Die Studie - das Unternehmen selbst wurde mittlerweile liquidiert - bildete gleichzeitig die Basis für die Berechnungen des Gesundheitsministeriums und geht von einer Brutto-Kostendämpfung von rund 129 Millionen Euro aus, bei einem unterstellten Wirkungsgrad von 30 Prozent. Just jene 129 Millionen Euro präsentierte der Gesundheitsminister Ende 2011 als jährlichen, durch ELGA zu erzielenden Einsparungseffekt.

Fehler gefunden

Die Berechnungen wurden von Hübner & Hübner nunmehr auf Plausibilität, Kontinuität, Transparenz und Korrektheit überprüft. Fazit: "In sämtlichen Bereichen, mit Ausnahme der `Reduktion an Medikamentenkosten wegen vermiedener Doppelmedikation', wurden Fehler gefunden und korrigiert", erklärte Klaus Hübner. Die Berechnung des Brutto-Kostendämpfungspotenzials sei somit "keinesfalls stimmig".

Beispiel: Erwerbstätige an Spitalsfällen

Fehler gebe es beispielsweise im Bereich "vermeidbare Arbeitsausfälle". Hübner: "Die Referenzzahl ´Anteil der Erwerbstätigen an den Spitalsfällen' wurde in Höhe von 50 Prozent angenommen. Allerdings fällt der Anteil der Erwerbstätigen an den Spitalsfällen laut dem Statistischen Handbuch der Österreichischen Sozialversicherung mit 30 Prozent deutlich geringer aus."

Beispiel: Referenzzahlen e-Medikation

Kritisch zu hinterfragen ist auch ein wesentliches Referenzprojekt des Rechenmodells, das Pilotprojekt "Arzneimittel-Sicherheitsgurt mit e-Card", das im Jahr 2007 in 71 Salzburger Apotheken gestartet war und mehr Sicherheit bei der Einnahme von Medikamenten mit sich bringen sollte. Die Übertragbarkeit der Ergebnisse aus diesem Pilotprojekt auf ganz Österreich sei sehr problematisch, so der Experte, denn: "63 Prozent der Teilnehmer am Projekt sind über 50 Jahre, während der Anteil der über 50-Jährigen an der Gesamtbevölkerung lediglich 35 Prozent ausmacht", führte Hübner aus.

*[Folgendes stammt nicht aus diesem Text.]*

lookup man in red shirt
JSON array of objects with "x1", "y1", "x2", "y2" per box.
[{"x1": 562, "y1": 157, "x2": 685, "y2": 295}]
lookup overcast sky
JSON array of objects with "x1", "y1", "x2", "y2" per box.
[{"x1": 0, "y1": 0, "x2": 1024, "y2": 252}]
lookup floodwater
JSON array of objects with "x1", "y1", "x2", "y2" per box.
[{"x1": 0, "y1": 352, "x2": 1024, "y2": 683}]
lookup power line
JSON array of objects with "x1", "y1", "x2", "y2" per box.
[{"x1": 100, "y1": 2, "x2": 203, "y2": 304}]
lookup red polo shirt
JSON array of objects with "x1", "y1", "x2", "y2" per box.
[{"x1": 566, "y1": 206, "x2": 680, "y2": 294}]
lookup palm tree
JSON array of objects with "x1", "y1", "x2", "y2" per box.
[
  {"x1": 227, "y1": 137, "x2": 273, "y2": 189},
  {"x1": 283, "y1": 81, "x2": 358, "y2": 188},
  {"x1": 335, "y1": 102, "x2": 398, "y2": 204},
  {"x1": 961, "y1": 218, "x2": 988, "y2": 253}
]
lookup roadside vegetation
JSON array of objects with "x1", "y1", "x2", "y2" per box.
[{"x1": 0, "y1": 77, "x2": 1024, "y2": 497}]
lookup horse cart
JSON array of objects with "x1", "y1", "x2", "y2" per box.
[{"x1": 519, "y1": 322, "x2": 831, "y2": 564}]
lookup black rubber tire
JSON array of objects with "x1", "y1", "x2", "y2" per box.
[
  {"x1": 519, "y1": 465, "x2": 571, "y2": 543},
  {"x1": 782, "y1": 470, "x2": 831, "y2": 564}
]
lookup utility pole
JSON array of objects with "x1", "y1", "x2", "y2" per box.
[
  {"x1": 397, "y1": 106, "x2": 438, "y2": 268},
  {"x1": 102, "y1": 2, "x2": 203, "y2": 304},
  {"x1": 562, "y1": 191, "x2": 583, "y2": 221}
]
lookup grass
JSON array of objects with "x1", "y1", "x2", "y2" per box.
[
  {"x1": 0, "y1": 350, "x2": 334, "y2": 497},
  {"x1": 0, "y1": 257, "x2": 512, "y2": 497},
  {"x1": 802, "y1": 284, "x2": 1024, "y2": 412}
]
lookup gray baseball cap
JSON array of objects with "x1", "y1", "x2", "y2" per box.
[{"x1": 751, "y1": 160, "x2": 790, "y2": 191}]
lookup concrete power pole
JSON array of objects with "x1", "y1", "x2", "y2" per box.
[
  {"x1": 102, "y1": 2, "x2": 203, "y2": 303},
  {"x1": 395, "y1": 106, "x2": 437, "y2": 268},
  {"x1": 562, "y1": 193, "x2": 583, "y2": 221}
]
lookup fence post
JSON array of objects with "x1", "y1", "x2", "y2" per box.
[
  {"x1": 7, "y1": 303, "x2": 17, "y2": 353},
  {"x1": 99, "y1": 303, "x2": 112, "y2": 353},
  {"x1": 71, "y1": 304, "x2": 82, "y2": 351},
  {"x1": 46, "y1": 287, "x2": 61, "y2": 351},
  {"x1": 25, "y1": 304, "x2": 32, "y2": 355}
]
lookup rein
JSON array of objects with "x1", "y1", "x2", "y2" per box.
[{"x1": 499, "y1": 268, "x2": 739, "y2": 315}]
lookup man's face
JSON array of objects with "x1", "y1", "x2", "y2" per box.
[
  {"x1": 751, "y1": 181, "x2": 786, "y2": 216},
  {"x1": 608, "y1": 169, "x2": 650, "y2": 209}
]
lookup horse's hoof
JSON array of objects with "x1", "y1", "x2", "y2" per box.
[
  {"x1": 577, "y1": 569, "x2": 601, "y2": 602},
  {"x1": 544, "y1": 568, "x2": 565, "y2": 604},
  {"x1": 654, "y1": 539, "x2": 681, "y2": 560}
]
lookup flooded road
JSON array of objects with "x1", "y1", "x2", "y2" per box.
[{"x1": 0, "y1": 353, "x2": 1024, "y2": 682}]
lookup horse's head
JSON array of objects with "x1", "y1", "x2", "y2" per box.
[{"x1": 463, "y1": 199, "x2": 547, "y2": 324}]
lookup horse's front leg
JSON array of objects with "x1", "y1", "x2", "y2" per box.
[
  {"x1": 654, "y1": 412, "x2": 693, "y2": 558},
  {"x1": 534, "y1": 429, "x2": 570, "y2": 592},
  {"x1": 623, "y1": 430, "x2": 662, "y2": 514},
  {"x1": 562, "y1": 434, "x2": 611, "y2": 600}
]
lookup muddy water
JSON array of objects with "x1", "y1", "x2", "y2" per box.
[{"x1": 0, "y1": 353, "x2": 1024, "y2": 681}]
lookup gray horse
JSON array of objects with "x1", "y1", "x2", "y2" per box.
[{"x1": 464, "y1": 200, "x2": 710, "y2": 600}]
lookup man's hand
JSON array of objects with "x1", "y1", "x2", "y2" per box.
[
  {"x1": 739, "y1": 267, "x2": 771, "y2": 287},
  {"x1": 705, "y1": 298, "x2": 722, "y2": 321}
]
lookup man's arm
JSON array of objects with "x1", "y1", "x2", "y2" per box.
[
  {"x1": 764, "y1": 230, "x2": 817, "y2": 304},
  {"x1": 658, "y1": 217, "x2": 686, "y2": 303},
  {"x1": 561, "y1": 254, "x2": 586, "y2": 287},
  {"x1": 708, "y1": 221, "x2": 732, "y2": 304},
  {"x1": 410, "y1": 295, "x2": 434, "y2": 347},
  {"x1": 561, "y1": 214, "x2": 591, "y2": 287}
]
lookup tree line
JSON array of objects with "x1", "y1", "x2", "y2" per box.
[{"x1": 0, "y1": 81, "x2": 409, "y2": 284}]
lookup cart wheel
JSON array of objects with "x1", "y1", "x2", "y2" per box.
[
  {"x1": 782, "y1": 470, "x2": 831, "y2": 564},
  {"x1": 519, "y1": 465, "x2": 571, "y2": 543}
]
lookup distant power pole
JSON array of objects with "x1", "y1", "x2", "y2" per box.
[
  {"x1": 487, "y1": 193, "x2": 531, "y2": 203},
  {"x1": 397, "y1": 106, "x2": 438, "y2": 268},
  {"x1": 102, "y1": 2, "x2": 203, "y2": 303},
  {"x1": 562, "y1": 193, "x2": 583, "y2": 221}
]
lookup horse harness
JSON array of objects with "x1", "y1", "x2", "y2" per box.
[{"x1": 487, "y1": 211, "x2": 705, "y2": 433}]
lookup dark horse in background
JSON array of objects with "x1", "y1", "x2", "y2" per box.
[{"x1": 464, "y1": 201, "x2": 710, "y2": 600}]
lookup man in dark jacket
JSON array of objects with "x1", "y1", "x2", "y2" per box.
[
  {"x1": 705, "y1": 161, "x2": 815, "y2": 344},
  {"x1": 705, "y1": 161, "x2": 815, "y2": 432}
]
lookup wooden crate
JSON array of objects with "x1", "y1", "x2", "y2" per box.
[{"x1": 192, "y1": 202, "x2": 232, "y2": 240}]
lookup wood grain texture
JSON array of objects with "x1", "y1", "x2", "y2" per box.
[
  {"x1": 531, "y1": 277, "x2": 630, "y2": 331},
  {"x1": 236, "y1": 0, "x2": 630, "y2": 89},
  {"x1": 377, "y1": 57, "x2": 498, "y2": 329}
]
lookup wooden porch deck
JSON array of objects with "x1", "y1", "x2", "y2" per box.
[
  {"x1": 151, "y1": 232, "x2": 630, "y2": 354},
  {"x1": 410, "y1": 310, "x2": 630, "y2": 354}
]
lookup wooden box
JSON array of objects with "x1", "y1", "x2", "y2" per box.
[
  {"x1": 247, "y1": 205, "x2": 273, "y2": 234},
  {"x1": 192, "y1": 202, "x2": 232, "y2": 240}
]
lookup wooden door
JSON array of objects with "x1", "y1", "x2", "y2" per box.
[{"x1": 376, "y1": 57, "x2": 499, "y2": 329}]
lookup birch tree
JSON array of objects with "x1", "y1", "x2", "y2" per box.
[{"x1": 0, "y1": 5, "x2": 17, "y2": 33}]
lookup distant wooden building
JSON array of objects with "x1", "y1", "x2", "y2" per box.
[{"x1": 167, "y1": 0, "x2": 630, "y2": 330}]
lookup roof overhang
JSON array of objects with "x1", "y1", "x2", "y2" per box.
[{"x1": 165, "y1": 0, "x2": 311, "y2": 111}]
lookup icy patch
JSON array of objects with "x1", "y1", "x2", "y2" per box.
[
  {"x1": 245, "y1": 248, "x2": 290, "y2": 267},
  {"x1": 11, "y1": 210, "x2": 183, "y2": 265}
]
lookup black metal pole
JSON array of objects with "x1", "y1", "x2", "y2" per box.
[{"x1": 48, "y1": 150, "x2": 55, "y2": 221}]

Dazu komme, dass 45 Prozent der im Pilotprojekt erfassten Medikationen auf Dauertherapien zurückzuführen seien. Die Folge: Es könnten lediglich Einmaleffekte bei Einsparungen erwartet werden. "Nicht berücksichtigt wurde außerdem der Umstand, dass Ärztinnen und Ärzte oftmals Interaktionen bei der Behandlung in Kauf nehmen", sagte Hübner. Unter Berücksichtigung aller relevanten Faktoren würde sich der Nutzen deutlich verringern, so der Experte.

Beispiel: Vermeidbare stationäre Fälle

Ähnlich sehe es bei den vermeidbaren stationären Fällen aus. Um das Einsparungspotenzial zu berechnen, habe man in der Kosten-Nutzen-Analyse des Ministeriums kurzerhand sowohl die fixen als auch die variablen Kosten eines Belegstags als einsparbar dargestellt.

"Variable Kosten sind z.B. medizinisches Material, fixe Kosten sind Mitarbeiter oder Raumkosten. Letztere kann man nur dann einsparen, wenn man Einrichtungen schließt oder verkauft bzw. Mitarbeiter entlässt. Das ist jedoch aufgrund der demografischen Entwicklung und die Zunahme von Zivilisationskrankheiten nicht möglich. Tatsächlich können nur die variablen Kosten eingespart werden", so Hübner Allein dieser Fehler führe zu einem geringeren Brutto-Kostendämpfungspotenzial als vom Ministerium kolportiert.